Give the Day a Chance to Start

give the day a chance to start

Saturday, July 29, 2006

Point and click


I came accross this photograph I'd taken in Sonya's Garden in Tagaytay. We went there so many months ago that I'd already forgotten about the whole trip, much less this snapshot. Seeing the photo, though, made me remember my passion for photography. What used to be a hobby has sadly turned into one of my many frustrations.

It wasn't so many years back that I frequently took photographs of almost anything and everything. Back in high school, I surprisingly even won awards for categories such as Photojournalism, Still Life, and Character Portrait. Black and white photography was what I did best, too. I took lessons from Raymund Lauchengco, knew all about the proper aperture and shutter speed, and best of all, captured priceless moments with a legit SLR.

Now I ask myself: Whatever came of that hobby? Was it just a pastime? I don't think so because I never got tired of it. I never lost interest. I always loved, and still love, pointing and clicking. It's sad to think that maybe I just "got too busy"--lame excuse as that is. But I can't pinpoint not pursuing that passion further to any other cause. Now that I'm reminded of how much photography meant to me, I'm reluctant about getting started again for fear that I've already lost it... you know, the ability to capture. Not to mention the fact that photography is one time-consuming and expensive hobby!

If I had the time and the resources, would I even be any good? Did I really have potential back in the day? I can only wonder at this point.


posted by mari_elle at 22:07
tell marielle? (6)

Saturday, July 15, 2006

Lewis never disappoints

I finally finished a book I started reading eons ago--Out of the Silent Planet by C.S. Lewis (who is, by the way, my favorite author). I cannot believe I put off reading it for so long! It's without doubt, one of the most enthralling works of fiction I have ever read.

In it, Lewis yet again captures the depth, value, and essence of human existence and even more importantly, the extent to which we have fallen, in no less than a science-fiction trilogy. Of course, I have yet to read the other two parts of the series (Perelandra and That Hideous Strength) before offering my opinions on them. The first, though, is definitely a must-read. I'm not even a fan of sci-fi. Believe me, I'd rather do nothing and die of sheer boredom than watch five minutes of Star Trek (sorry to all fans of that show. it's just a matter of taste!). But for reasons made possible only by an author such as Lewis, this particular book appealed to me. It goes beyond literary taste, I guess. It's message was one which I'd been familiar with all my life. To have read it conveyed in such an interesting and unique new way, though, was quite refreshing for me. I can't wait to start on the other two books! So, after the longest hiatus, I'm putting my bookworm cap back on.

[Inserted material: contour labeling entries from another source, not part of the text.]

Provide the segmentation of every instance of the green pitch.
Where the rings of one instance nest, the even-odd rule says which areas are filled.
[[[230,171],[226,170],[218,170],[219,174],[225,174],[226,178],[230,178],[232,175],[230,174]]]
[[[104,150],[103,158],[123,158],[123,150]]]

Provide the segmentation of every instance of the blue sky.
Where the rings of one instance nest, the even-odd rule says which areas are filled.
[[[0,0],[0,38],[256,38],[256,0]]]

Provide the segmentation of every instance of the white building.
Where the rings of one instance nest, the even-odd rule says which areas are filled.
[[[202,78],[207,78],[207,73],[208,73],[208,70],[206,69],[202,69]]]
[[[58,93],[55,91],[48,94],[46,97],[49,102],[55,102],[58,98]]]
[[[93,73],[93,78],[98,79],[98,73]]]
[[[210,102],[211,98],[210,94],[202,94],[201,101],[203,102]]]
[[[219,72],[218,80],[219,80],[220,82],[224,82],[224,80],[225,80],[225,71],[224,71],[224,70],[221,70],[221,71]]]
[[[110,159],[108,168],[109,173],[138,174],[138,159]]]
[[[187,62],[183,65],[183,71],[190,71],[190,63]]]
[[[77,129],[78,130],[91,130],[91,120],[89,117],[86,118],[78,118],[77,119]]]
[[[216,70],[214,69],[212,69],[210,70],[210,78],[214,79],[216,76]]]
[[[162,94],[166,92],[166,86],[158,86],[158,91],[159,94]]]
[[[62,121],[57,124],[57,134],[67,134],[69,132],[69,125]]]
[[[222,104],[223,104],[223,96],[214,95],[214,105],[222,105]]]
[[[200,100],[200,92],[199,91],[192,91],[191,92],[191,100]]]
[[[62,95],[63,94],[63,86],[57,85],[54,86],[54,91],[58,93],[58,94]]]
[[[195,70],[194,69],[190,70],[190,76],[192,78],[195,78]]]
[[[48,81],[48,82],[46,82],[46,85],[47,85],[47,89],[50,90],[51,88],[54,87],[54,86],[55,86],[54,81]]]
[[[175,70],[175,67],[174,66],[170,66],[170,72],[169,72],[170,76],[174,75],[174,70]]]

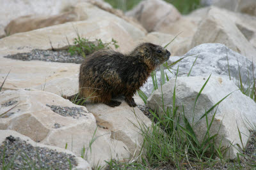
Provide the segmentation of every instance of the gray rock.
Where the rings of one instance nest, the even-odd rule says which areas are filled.
[[[242,146],[238,127],[241,132],[243,145],[245,146],[250,136],[249,130],[252,129],[252,125],[256,124],[256,103],[237,90],[237,87],[232,81],[220,76],[211,76],[198,98],[193,111],[195,99],[208,77],[177,78],[175,105],[179,106],[178,112],[182,112],[181,108],[184,106],[186,117],[191,125],[194,125],[194,131],[198,140],[202,141],[205,134],[207,125],[205,117],[201,120],[200,118],[205,114],[205,110],[209,110],[231,93],[208,114],[208,120],[211,122],[214,113],[216,111],[210,129],[210,136],[218,133],[215,141],[216,145],[219,145],[221,141],[221,146],[227,147],[230,143],[233,146],[237,144]],[[148,99],[148,106],[152,110],[156,109],[160,114],[163,114],[162,106],[165,110],[168,107],[172,108],[175,83],[175,79],[172,78],[163,86],[162,89],[154,91]],[[162,92],[164,105],[162,104]],[[237,152],[234,146],[231,146],[229,152],[227,152],[230,159],[236,158]],[[226,157],[228,156],[226,155]]]
[[[198,57],[192,68],[191,76],[209,76],[210,74],[229,76],[230,73],[231,80],[236,83],[239,80],[239,64],[243,85],[245,84],[246,87],[248,82],[252,83],[253,80],[252,62],[223,45],[219,43],[202,44],[192,48],[182,57],[171,57],[168,62],[170,64],[183,57],[186,57],[179,62],[178,76],[187,76],[193,63]],[[228,64],[227,58],[228,59]],[[254,75],[256,75],[256,67],[254,64],[253,66]],[[178,64],[172,67],[171,71],[173,74],[165,69],[169,78],[175,76],[175,70],[177,69],[177,67]],[[159,86],[160,71],[157,71],[156,74]],[[151,78],[148,78],[147,83],[144,85],[141,90],[148,96],[150,95],[153,90],[153,83]]]

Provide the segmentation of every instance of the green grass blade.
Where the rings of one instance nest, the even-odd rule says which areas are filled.
[[[229,69],[229,63],[228,63],[228,57],[227,48],[226,48],[226,53],[227,53],[227,61],[228,62],[228,69],[229,80],[231,80],[230,70],[230,69]]]
[[[202,92],[203,91],[204,87],[205,87],[206,84],[208,83],[209,80],[210,79],[211,76],[212,74],[210,74],[207,80],[206,80],[205,83],[204,83],[203,87],[201,88],[200,90],[199,91],[198,94],[196,97],[196,100],[195,101],[194,108],[193,109],[193,120],[192,120],[192,125],[194,125],[194,118],[195,118],[195,108],[196,107],[197,100],[198,99],[199,96],[201,95]]]
[[[241,141],[241,143],[242,144],[243,151],[244,151],[244,145],[243,144],[242,136],[241,135],[241,132],[240,132],[240,130],[239,130],[239,127],[238,127],[238,125],[237,125],[237,122],[236,122],[236,125],[237,127],[238,134],[239,135],[240,141]]]
[[[143,101],[145,104],[147,104],[147,101],[148,99],[148,97],[145,94],[145,93],[141,90],[137,90],[138,94]]]
[[[5,78],[4,78],[4,81],[2,83],[2,85],[1,85],[1,87],[0,87],[0,92],[1,92],[1,90],[2,90],[3,86],[4,85],[4,82],[5,82],[5,80],[6,80],[9,74],[10,74],[10,72],[11,72],[11,71],[9,71],[8,73],[7,74],[7,76],[6,76],[5,77]]]
[[[162,85],[165,83],[165,75],[164,75],[164,66],[162,65],[160,66],[160,73],[161,73],[161,80],[162,82]]]
[[[202,119],[205,115],[208,114],[209,113],[210,113],[216,106],[218,106],[220,103],[221,103],[225,99],[226,99],[228,96],[229,96],[231,94],[232,94],[234,92],[228,94],[228,95],[227,95],[225,97],[224,97],[224,98],[223,98],[221,100],[220,100],[220,101],[218,101],[216,104],[214,104],[214,106],[213,106],[212,107],[211,107],[205,114],[204,114],[203,116],[202,116],[202,117],[199,119],[199,120],[200,120],[201,119]]]

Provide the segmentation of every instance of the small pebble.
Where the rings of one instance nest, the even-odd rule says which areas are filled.
[[[49,105],[46,104],[46,106],[50,107],[51,109],[55,113],[63,116],[63,117],[72,117],[74,118],[78,118],[81,117],[86,117],[84,115],[86,113],[85,111],[81,108],[76,107],[62,107],[56,105]]]
[[[5,166],[13,163],[10,169],[70,169],[70,162],[72,167],[77,166],[74,155],[34,147],[12,136],[7,137],[0,146],[0,169],[5,169],[3,162]]]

posted by mari_elle at 22:42
tell marielle? (3)

Friday, July 07, 2006

Nourishment

Ever since I started working, I'd been having difficulty finding time for myself, more so, time spent with God. I haven't even opened my Bible in months. Considering how I'd consistently read and study God's word everyday when I was younger, that really spells Spiritual starvation. The moment my alarm clock rings every morning, I get up, slap myself awake, and start my day in a rush. The minute I lie on my bed at night, I'm asleep before my head hits the pillow. I must admit that I haven't quite been the same since I inadvertently started neglecting the most important time of the day. I still need my Spiritual nourishment. No wonder I've been feeling weak and inequipped to face the challenges of each day.

Thank goodness for the internet. I can now take even just a few minutes off any hectic day, click away, and get my daily dose of enlightenment. How wonderful to have the Daily Bread available on the net. I was actually looking for an online Campus Journal, but then I realized that I'm no longer a student. Hahaha... Here's the link. Daily Bread

Check it out. It keeps me grounded and sane even in the craziest of crazy work days.